Use the Mean Value Theorem to prove the following inequalities:
1.$\ b^{b} -a^{a} > a^{a}(b-a)$ for all $a,b ∈ ℝ$ such that $a ≥ 1$ and $b ≥ 1$
2.$\frac{lnb}{b} - \frac{lna}{a} ≤ \frac{b-a}{a^2}$ such that $1≤ a < b ≤e$
I tried using the mean value theorem on both but I still don't understand why $a^a$ appears on the first case and $a^2$ appears on the second one.Any help would be kindly appreciated.
Let $f(x) = x^{x}$, then by MVT, $b^{b} - a^{a} = \xi^{\xi}(1 + ln\xi)(b - a)$, for some $\xi \in (a,b)$. Now, $x^{x}$ is strictly increasing in $[1,\infty)$ which implies $\xi^{\xi}(1 + ln\xi) > a^{a}$ and hence you obtain the desired inequality.

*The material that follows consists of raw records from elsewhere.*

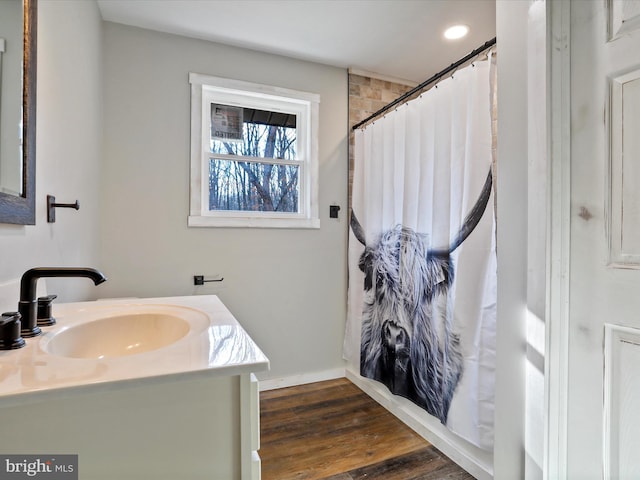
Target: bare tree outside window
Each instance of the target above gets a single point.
(251, 183)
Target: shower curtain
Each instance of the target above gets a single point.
(422, 262)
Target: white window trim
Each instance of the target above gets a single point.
(259, 96)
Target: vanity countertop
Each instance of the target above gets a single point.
(215, 345)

Let $f(x) = \frac{lnx}{x}$, then by MVT, $\frac{lnb}{b} - \frac{lna}{a} = \frac{1 - ln\xi}{\xi^{2}}(b-a)$, for some $\xi \in (a,b)$. Now observe that for $\xi \in (a,b) \subset [1,e]$, $\frac{1 - ln\xi}{\xi^{2}} \leq \frac{1}{\xi^{2}} \leq \frac{1}{a^{2}}$ and hence you obtain the desired inequality.